Caesar is an unincorporated community in Bee County, in the U.S. state of Texas. It is located within the Beeville micropolitan area.

History
Caesar was originally named Wolfe's Neighborhood after local settler Peter Wolfe, who came to the area sometime before 1876. A post office was established at Caesar in 1903 and remained in operation until sometime after 1930. R.L. Peevy built and operated a store in the community and applied for the post office at the start of the 20th century. He then sent postal authorities some potential names from the Bible and chose the name, Caesar. It had a church, a store, and only 15 residents in 1914. The discovery of gas and oil in the area did not convince any of its original settlers to sell any parts of their land to newcomers. As a result, there were no businesses or residents by the late 1980s.

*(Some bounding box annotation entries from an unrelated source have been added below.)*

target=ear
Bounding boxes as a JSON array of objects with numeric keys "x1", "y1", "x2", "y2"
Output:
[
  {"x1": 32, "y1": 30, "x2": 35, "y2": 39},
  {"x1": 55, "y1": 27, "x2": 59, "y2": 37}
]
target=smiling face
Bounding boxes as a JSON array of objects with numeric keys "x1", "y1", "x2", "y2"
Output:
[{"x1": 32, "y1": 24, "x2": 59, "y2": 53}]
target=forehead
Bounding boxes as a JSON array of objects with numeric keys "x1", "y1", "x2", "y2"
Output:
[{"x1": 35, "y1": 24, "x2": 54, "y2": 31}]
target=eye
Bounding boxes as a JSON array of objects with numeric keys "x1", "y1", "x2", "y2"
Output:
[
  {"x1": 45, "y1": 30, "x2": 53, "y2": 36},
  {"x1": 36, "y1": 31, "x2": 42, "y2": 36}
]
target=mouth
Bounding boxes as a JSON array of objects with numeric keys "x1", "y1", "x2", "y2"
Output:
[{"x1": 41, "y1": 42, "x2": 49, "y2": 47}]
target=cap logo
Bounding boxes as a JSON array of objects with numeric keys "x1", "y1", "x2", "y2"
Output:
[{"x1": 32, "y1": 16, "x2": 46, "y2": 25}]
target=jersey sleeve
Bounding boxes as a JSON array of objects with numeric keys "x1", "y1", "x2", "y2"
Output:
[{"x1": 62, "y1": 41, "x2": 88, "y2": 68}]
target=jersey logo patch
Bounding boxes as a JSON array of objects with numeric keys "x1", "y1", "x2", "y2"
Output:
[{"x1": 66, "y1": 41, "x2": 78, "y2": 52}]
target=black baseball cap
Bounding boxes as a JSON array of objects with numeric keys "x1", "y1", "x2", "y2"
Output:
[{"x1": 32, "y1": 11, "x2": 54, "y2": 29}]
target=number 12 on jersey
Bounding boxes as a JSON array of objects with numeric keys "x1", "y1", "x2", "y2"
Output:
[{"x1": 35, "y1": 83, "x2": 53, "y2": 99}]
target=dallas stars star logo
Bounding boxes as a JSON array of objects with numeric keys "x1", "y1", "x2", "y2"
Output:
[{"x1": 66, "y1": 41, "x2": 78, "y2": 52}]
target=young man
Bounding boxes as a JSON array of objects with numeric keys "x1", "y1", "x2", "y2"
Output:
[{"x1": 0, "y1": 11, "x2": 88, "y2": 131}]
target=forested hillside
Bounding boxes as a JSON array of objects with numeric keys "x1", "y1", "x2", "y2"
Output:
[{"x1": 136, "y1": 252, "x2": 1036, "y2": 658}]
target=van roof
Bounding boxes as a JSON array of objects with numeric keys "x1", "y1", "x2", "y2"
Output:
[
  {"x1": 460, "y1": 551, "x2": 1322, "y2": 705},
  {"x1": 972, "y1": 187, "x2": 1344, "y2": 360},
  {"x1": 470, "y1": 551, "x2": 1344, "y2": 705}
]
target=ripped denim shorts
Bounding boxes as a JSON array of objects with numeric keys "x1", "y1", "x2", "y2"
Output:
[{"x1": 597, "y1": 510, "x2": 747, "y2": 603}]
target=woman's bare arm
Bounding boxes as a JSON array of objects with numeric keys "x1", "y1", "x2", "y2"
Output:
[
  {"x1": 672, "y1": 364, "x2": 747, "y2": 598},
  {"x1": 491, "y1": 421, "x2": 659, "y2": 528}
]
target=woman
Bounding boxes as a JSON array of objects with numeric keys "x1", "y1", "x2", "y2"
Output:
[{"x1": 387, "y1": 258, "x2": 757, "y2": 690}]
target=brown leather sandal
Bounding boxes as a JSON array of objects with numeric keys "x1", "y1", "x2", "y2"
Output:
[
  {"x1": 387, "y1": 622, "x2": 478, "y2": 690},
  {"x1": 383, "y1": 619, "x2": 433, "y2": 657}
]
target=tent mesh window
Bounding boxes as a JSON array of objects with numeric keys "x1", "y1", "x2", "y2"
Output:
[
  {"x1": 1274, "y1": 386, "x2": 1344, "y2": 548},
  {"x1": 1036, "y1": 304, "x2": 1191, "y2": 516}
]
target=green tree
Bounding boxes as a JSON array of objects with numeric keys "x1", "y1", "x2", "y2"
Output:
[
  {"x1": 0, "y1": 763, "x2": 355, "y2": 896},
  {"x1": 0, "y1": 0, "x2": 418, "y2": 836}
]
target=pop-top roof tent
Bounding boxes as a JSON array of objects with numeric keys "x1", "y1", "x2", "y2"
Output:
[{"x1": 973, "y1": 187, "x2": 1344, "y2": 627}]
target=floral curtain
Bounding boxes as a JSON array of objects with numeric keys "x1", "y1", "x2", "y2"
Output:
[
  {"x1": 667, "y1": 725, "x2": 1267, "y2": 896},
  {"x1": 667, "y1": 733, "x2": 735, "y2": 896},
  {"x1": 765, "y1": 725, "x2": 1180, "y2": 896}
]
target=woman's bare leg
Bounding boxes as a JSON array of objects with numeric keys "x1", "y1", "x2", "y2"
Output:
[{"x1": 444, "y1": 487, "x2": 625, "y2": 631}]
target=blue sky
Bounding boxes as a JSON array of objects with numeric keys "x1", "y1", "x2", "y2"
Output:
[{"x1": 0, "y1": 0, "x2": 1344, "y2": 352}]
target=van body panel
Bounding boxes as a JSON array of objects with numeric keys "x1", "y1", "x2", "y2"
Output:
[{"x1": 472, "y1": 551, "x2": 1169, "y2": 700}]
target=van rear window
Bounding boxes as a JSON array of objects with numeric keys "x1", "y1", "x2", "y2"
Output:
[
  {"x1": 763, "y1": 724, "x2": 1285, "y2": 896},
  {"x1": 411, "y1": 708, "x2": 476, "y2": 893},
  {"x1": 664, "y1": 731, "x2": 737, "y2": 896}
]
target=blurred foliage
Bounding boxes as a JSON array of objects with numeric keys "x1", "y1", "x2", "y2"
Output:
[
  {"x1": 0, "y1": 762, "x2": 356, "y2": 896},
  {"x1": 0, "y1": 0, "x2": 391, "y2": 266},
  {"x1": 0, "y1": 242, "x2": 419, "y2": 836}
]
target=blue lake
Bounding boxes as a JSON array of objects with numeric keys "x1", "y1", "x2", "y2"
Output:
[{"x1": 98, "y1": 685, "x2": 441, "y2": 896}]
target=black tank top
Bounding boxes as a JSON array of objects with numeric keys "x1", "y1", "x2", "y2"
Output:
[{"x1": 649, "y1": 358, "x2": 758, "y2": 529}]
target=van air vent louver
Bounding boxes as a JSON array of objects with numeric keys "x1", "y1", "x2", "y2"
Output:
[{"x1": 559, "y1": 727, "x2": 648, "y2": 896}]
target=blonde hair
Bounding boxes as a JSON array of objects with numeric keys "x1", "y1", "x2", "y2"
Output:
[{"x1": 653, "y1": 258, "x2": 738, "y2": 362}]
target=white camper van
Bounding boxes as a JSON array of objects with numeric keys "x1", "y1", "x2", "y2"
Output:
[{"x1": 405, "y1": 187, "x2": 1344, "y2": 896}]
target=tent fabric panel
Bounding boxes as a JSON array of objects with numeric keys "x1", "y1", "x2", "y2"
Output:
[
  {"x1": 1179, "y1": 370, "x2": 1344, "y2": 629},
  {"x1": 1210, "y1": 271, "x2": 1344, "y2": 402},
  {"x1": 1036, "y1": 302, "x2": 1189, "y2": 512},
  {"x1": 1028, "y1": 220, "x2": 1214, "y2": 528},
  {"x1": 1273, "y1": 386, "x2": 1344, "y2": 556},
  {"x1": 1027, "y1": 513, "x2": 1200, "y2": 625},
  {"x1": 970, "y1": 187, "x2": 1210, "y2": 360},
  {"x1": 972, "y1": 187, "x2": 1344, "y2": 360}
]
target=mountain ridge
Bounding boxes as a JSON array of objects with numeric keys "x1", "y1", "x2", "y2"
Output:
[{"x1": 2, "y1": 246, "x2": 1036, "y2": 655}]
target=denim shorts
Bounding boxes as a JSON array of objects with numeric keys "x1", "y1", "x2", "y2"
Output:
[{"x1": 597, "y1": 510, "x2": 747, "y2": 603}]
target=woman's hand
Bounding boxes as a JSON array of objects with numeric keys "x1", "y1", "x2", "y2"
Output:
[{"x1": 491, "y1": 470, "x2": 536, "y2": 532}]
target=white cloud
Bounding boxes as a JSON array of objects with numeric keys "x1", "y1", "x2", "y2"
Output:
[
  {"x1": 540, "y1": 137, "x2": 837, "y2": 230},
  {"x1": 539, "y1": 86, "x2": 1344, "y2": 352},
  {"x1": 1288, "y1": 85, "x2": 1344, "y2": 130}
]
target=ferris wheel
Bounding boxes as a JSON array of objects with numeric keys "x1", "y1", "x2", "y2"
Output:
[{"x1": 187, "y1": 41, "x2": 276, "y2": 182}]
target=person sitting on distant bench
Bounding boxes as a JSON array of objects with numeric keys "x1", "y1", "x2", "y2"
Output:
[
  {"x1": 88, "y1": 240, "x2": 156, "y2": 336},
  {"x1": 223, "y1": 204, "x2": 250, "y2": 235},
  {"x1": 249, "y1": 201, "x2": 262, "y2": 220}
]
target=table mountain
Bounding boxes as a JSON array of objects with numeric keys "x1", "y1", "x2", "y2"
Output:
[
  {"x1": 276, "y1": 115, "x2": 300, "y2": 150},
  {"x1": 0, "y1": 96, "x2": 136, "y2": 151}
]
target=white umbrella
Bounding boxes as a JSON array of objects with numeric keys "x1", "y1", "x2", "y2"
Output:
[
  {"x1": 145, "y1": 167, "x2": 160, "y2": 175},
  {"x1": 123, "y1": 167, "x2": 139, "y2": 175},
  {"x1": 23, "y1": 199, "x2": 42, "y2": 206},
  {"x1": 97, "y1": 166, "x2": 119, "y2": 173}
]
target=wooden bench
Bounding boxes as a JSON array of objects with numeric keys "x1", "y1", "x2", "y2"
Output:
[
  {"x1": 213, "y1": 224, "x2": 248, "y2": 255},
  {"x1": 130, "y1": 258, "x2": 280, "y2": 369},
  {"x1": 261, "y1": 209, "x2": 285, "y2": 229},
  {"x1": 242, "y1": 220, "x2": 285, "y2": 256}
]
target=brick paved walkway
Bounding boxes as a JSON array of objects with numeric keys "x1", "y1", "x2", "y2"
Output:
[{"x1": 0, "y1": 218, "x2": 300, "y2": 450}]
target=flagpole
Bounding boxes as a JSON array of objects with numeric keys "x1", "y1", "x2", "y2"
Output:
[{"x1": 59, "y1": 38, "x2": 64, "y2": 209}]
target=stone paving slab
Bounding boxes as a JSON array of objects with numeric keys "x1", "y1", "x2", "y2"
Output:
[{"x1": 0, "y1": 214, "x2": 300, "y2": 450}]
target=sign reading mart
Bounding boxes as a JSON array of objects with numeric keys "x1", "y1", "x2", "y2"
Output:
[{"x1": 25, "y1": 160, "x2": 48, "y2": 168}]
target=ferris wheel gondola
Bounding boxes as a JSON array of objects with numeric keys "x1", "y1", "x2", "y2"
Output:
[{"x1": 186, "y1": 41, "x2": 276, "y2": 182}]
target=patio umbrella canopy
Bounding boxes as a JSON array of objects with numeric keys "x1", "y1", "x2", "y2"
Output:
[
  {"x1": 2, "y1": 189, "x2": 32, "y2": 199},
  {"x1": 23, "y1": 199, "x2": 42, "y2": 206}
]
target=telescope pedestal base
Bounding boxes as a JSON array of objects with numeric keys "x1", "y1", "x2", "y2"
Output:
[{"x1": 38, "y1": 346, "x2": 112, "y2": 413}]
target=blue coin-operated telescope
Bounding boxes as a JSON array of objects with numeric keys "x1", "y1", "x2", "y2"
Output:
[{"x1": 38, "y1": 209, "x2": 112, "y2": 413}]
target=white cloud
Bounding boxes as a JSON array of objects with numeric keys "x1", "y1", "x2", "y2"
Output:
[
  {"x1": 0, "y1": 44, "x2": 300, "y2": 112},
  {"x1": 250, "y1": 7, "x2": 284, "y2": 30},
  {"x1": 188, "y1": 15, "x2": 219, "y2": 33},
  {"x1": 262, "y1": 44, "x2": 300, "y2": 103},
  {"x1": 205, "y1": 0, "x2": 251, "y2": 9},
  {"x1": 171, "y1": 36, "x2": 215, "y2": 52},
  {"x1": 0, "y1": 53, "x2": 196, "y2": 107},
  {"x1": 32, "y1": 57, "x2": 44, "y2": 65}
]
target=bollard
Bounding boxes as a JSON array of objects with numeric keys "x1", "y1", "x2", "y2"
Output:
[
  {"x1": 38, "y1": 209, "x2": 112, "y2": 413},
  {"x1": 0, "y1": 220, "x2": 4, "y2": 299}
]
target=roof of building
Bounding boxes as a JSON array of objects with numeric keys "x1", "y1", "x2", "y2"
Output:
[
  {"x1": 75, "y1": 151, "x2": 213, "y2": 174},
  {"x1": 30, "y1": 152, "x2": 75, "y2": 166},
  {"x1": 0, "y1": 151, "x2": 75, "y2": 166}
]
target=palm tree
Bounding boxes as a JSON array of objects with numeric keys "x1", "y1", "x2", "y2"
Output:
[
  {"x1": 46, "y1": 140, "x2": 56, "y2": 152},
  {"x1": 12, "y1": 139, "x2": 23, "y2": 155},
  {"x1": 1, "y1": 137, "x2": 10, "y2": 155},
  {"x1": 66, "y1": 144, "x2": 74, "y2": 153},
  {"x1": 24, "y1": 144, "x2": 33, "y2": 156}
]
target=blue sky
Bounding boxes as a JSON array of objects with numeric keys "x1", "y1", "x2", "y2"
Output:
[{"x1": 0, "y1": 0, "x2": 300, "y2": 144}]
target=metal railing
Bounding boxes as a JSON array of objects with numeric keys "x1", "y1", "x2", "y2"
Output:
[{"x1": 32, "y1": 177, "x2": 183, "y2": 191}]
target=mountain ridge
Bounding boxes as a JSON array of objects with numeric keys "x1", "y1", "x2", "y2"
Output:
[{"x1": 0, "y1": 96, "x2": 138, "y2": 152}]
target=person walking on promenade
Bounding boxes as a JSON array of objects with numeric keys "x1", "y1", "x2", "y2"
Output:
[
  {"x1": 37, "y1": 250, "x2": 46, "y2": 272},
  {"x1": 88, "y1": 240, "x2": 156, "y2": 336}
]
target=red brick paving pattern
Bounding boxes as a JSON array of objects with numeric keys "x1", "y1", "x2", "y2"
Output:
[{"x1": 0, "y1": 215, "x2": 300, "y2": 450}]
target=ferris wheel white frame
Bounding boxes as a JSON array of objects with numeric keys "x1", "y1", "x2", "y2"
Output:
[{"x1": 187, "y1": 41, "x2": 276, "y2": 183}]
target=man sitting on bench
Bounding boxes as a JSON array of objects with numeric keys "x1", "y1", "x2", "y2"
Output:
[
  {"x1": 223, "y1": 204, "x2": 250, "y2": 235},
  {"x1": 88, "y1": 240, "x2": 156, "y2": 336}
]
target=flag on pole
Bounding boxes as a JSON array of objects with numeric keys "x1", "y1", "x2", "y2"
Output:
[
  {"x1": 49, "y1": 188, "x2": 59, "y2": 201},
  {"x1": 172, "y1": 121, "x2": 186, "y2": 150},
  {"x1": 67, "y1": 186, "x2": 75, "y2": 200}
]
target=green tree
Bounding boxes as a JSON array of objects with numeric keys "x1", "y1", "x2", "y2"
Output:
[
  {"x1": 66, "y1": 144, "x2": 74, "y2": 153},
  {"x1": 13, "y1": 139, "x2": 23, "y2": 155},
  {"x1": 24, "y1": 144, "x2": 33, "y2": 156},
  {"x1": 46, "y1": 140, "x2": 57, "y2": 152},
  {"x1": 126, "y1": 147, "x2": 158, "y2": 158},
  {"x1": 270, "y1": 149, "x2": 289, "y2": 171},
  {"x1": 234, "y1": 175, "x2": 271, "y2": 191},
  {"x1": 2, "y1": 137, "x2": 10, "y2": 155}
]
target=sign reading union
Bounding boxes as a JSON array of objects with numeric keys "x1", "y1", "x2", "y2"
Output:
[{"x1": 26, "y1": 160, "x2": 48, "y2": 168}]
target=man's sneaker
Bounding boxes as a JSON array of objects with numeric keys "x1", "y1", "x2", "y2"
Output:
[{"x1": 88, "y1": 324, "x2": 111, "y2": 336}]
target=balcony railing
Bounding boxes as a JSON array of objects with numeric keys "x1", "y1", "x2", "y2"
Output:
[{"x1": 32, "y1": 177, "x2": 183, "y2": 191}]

The Pullin-Livingston Cemetery is the only thing remaining in the community today and is located at the intersection of Farm to Market Roads 798 and 2985. An old oak tree in the community, named the "Indian Scout Tree", was the site of the last Native American battle in the county. It is located about 1-2 miles east of the former townsite.

Geography
Caesar is located on Farm-to-Market Road 798,  northwest of Pettus in northern Bee County.

Education
Children attended a local school called the Caesar School. Today, the community is served by the Pawnee Independent School District.